KPMG’s Okubadejo says that firms will need to revisit their financing plans, and some may look to raise additional equity investment in the year ahead.
“A lot of the indigenous players and local companies that are holding oil fields will find it extremely difficult to finance their activities and so they will be more open to wanting to do transactions just to bring in additional equity finance,” he says.
One possibility, according to Camillo Atampugre, an investment banking vice president at Barclays, is for cash-rich indigenous companies to take advantage of the slump in the market and snap up distressed players – but he cautions there are only a handful of such players out there.
Citi’s Azevedo says that transactions driven by distress are in any case unlikely to make up for the overall shortfall of deals in the market.

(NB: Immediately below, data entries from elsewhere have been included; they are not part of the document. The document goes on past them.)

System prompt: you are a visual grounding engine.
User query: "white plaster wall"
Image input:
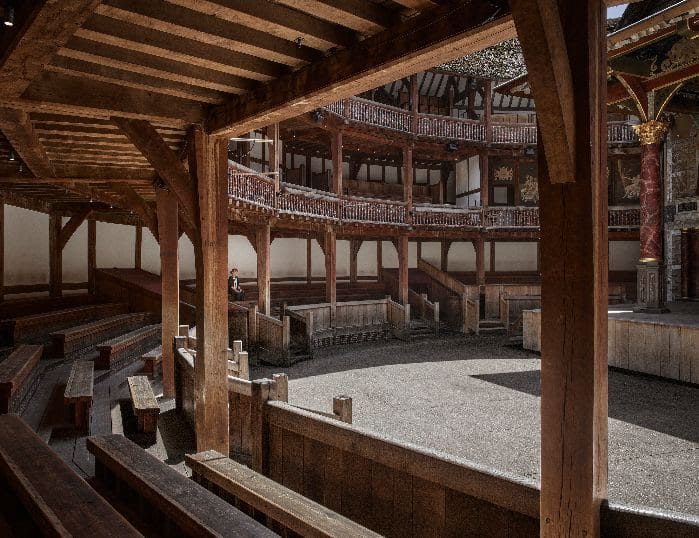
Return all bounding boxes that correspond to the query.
[63,217,87,282]
[495,242,536,271]
[448,241,476,271]
[4,205,49,286]
[609,241,640,271]
[96,222,134,269]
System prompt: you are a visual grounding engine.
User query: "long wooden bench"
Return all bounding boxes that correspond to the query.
[0,303,129,343]
[51,312,154,357]
[141,346,163,377]
[95,324,162,370]
[0,415,142,538]
[63,361,95,433]
[87,435,276,537]
[0,345,44,414]
[186,450,380,538]
[127,375,160,442]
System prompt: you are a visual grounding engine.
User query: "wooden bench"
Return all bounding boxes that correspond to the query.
[51,312,154,357]
[127,375,160,442]
[0,303,129,343]
[141,346,163,377]
[63,361,95,433]
[95,324,162,370]
[0,345,44,414]
[87,435,276,537]
[0,415,142,538]
[186,450,380,538]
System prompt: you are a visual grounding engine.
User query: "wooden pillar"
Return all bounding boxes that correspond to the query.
[87,219,97,293]
[270,123,281,192]
[334,129,343,194]
[157,189,180,398]
[49,213,63,297]
[398,235,409,305]
[324,230,337,305]
[255,224,272,316]
[306,237,313,286]
[189,129,229,455]
[510,0,608,538]
[133,226,143,269]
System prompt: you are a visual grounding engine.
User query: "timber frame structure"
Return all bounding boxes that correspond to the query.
[0,0,697,536]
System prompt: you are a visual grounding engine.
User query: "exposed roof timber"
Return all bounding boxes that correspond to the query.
[206,1,515,136]
[0,0,100,98]
[0,108,55,177]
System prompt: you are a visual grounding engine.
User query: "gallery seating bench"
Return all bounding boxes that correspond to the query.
[63,361,95,433]
[87,435,276,537]
[0,345,44,414]
[51,312,153,357]
[141,346,163,377]
[127,375,160,441]
[186,450,380,538]
[0,303,129,344]
[0,415,142,538]
[95,324,162,370]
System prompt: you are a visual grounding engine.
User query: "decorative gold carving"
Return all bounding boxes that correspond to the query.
[633,120,667,145]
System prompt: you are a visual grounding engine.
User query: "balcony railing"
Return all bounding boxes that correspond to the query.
[228,165,640,230]
[325,97,638,145]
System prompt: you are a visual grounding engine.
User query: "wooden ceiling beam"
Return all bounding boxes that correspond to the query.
[112,116,198,228]
[206,0,515,136]
[277,0,399,34]
[0,0,100,98]
[0,107,55,177]
[510,0,575,183]
[96,0,320,66]
[168,0,357,51]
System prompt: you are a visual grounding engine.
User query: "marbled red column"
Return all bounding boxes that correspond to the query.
[640,143,663,261]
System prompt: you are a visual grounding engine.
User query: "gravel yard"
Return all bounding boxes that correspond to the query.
[251,336,699,515]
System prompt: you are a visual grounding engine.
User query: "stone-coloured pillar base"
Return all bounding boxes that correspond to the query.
[633,261,670,314]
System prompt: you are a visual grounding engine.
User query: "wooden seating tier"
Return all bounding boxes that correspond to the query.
[0,345,44,414]
[95,324,162,370]
[51,312,154,357]
[87,435,276,537]
[0,415,142,538]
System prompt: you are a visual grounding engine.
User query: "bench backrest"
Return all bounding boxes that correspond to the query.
[0,415,142,538]
[87,435,276,537]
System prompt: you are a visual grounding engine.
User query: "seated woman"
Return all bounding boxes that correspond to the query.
[228,267,245,301]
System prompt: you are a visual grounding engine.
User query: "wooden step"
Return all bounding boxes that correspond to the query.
[0,303,129,344]
[51,312,155,357]
[95,323,162,370]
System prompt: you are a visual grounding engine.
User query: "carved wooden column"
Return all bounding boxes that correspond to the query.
[634,120,668,313]
[49,213,63,297]
[330,129,343,194]
[255,224,272,316]
[397,235,410,305]
[189,129,229,454]
[155,189,180,398]
[323,229,337,305]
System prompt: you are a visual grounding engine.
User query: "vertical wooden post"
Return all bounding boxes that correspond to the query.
[189,129,229,455]
[325,229,337,305]
[157,189,180,398]
[87,219,97,293]
[270,123,281,192]
[330,129,343,194]
[49,213,63,297]
[306,237,313,286]
[133,226,143,269]
[524,0,608,537]
[255,224,272,316]
[398,234,409,305]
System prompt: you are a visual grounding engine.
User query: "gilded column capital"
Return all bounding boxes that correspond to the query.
[633,120,668,146]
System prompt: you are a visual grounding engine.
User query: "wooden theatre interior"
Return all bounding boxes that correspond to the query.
[0,0,699,537]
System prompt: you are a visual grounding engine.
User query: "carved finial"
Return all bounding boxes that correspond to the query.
[633,120,668,146]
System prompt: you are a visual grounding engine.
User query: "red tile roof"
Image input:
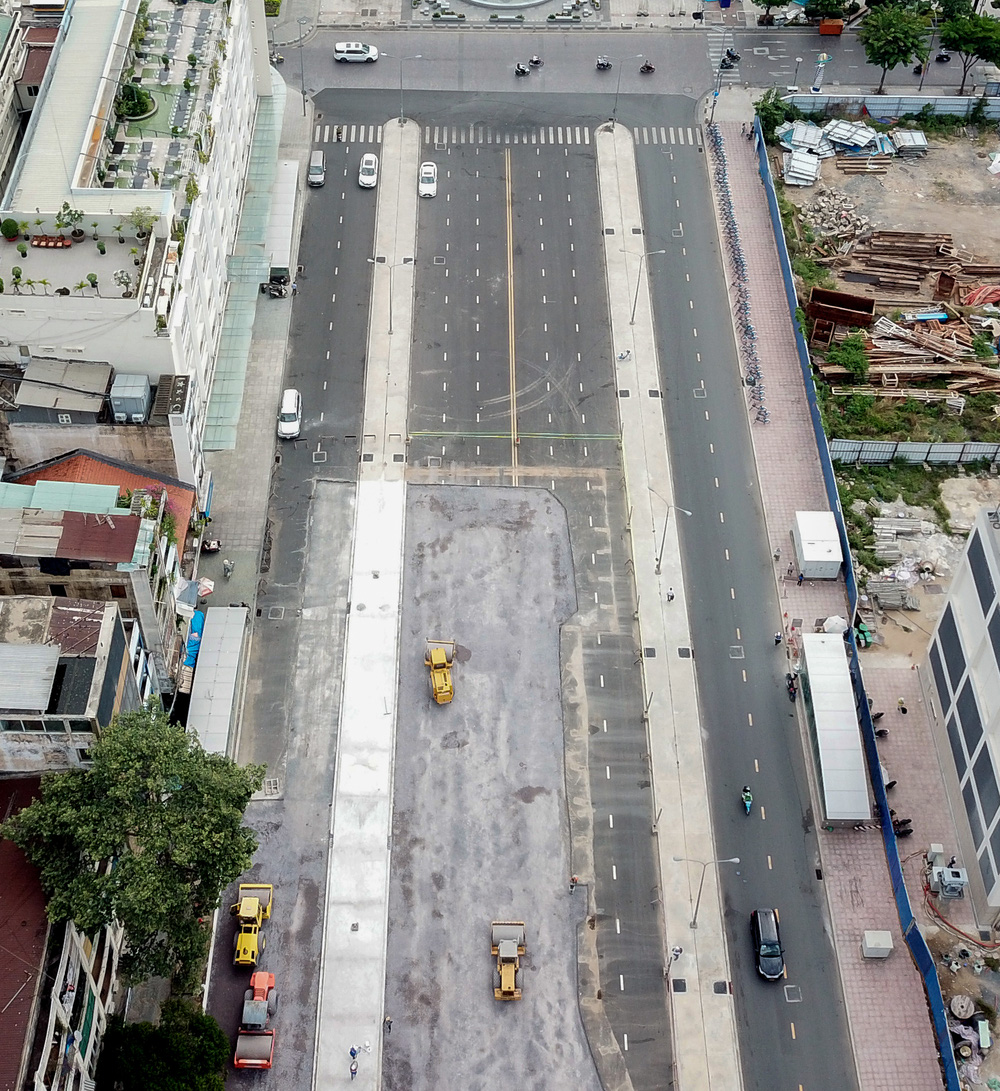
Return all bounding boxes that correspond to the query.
[56,511,141,562]
[5,448,197,536]
[0,777,48,1091]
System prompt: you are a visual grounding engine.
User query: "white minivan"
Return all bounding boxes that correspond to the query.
[334,41,378,63]
[278,386,302,440]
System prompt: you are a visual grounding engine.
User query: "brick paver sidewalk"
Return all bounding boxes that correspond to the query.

As well as hitting M&A activity in established oil-producing nations, market watchers also believe that projects could suffer in countries which have recently ramped up extraction efforts.
International firms have shown a strong appetite in recent years to access offshore gas resources off the coast of East Africa – with Anadarko Petroleum and Eni among the firms ramping up multibillion-dollar investments in Mozambique.
However, Citi’s Azevedo believes that there is likely to be a slowdown in projects across the region.
“Whilst overall a slower oil price should be beneficial for countries in places, for example in East Africa, where they are net importers … I think there will be significant negative impact from delaying or postponing some of these investments,” he says.
Nevertheless, if an oil slump is good for anyone, it is good for consumers and the refiners who create usable products for them.
The downstream sector’s access to cheap oil, coupled with potential long-overdue deregulation in some African countries, could prove a fertile ground for future deals – especially as it is another market that oil majors have shown a willingness to leave behind.
Previously an unpopular sector among major oil company shareholders, M&A bankers will be hoping that the downstream can provide a rare glimmer of hope in the lean period ahead.